Michael Barin

Fine Jewelry for the Environmentally Conscience Connoisseur


     Sapphires come in almost any color imaginable, but you may be curious as to what makes this gemstone so versatile. Ready for another chemistry lesson?

     A sapphire is a gemstone variety of the mineral corundum, among the strongest natural gemstones in existence. Pure corundum is colorless, but minute trace elements give the gemstone its signature variety of colors. Blue sapphires, for example, are colored by a combination of the trace elements iron and titanium. Iron and chromium create gold and orange sapphires, while chromium yields pinks and reds. The many combinations of trace elements result in extraordinary colored sapphires sometimes referred to as fancy color sapphires. Most natural sapphires are exposed to heat in order to improve their color and clarity.
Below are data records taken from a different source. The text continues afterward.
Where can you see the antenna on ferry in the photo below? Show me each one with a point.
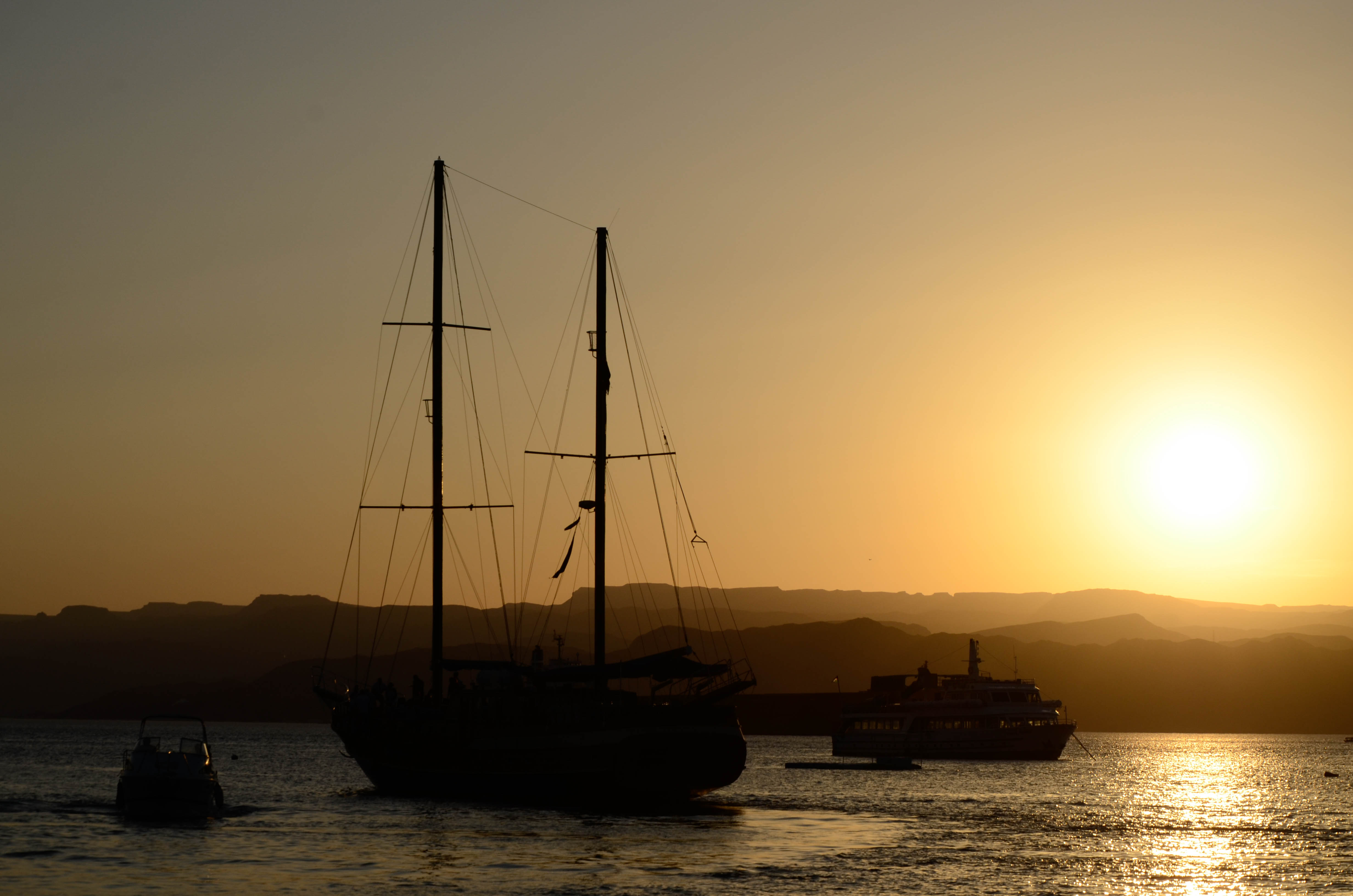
(973, 661)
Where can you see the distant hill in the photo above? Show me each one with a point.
(82, 657)
(1282, 684)
(1097, 631)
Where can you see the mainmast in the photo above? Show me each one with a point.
(439, 182)
(603, 388)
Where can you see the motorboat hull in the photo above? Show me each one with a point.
(168, 798)
(645, 760)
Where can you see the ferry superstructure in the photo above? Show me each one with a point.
(933, 716)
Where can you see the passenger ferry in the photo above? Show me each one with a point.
(973, 716)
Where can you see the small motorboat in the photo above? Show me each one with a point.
(170, 784)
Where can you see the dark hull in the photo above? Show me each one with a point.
(651, 756)
(168, 798)
(1036, 742)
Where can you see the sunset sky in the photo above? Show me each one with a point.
(941, 297)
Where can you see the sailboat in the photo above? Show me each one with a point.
(543, 731)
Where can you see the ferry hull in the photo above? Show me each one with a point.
(1036, 742)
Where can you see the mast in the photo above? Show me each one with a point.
(438, 514)
(603, 388)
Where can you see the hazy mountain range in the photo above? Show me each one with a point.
(1121, 660)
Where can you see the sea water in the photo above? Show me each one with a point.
(1152, 814)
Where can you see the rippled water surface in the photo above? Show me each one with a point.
(1198, 814)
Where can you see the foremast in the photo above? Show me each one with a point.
(439, 185)
(600, 508)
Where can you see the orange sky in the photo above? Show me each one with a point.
(923, 285)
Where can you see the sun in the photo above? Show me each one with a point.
(1202, 478)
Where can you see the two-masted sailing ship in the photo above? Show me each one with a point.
(535, 730)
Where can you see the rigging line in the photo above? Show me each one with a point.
(483, 467)
(517, 198)
(639, 409)
(703, 616)
(477, 268)
(420, 217)
(631, 554)
(339, 597)
(493, 354)
(535, 405)
(650, 381)
(521, 584)
(394, 535)
(404, 400)
(373, 431)
(413, 589)
(385, 587)
(559, 428)
(536, 424)
(394, 604)
(356, 616)
(627, 549)
(498, 469)
(550, 610)
(470, 580)
(709, 596)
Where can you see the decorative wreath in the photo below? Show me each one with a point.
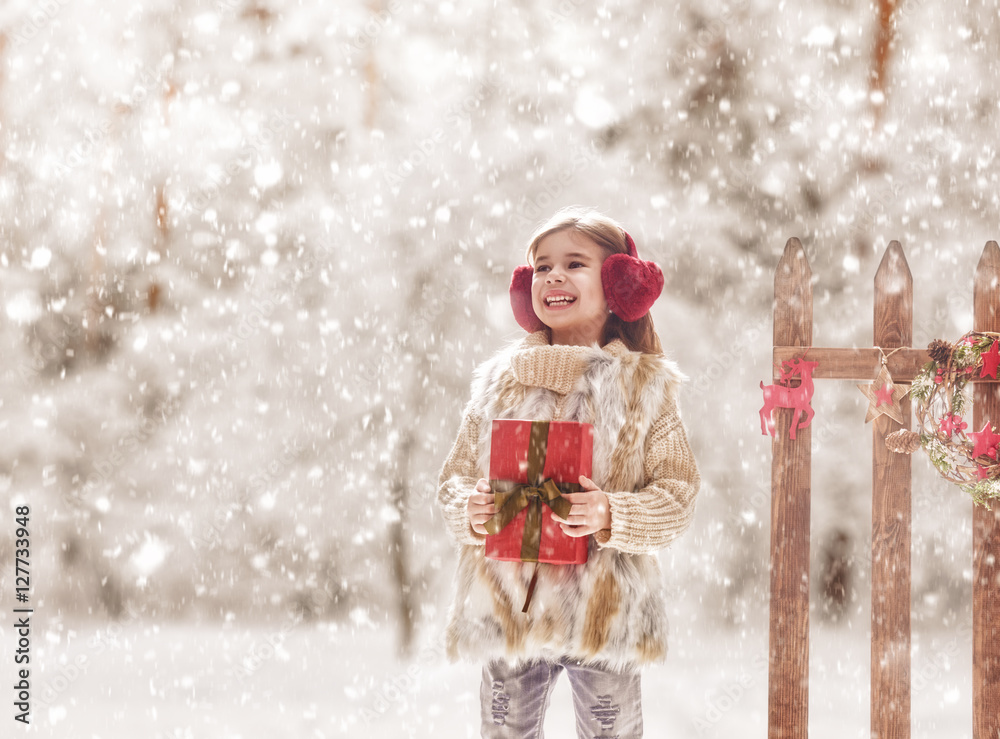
(941, 397)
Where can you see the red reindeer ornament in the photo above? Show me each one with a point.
(796, 398)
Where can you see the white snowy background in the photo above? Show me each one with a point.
(251, 250)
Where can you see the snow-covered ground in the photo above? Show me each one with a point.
(317, 680)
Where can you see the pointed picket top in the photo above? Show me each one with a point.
(893, 274)
(793, 297)
(893, 299)
(987, 317)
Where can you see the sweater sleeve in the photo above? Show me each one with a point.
(650, 518)
(457, 482)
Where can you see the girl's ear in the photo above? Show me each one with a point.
(520, 299)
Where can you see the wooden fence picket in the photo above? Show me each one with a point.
(986, 526)
(890, 656)
(788, 666)
(788, 681)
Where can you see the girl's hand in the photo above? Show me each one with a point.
(480, 506)
(590, 513)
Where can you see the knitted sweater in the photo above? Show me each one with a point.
(609, 610)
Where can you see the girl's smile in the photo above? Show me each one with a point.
(566, 290)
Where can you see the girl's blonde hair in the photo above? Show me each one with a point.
(639, 336)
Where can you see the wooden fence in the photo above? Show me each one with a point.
(788, 676)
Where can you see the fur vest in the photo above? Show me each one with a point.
(609, 611)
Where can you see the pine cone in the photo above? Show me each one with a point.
(903, 441)
(940, 352)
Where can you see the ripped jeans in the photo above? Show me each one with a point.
(514, 699)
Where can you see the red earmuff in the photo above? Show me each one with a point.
(520, 299)
(631, 286)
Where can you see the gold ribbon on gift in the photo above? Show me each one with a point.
(512, 497)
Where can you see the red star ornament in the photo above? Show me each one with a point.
(884, 396)
(991, 360)
(986, 442)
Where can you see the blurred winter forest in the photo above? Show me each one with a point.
(251, 251)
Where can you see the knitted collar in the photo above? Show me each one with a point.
(556, 367)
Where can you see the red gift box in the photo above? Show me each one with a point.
(563, 451)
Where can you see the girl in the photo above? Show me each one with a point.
(591, 356)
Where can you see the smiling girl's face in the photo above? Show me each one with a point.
(566, 290)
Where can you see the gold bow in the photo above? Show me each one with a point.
(511, 497)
This practice is widely accepted and results in more vibrant, stronger stones that are more resistant to accidental chipping and breakage. 

     The word “sapphire” comes from the Latin word “sapphiru,” meaning "blue." Cornflower blue sapphires, also known as Kashmir sapphires, are the most valuable. These stones are often associated with loyalty and dignity, making them a top choice for royalty. In fact, members of the Vatican traditionally wore blue sapphires because the gems were believed to represent purity of purpose and deed. The largest cut and polished sapphire, the Millennium sapphire, was discovered in Madagascar in 1996 and has a weight of 61,500 carats.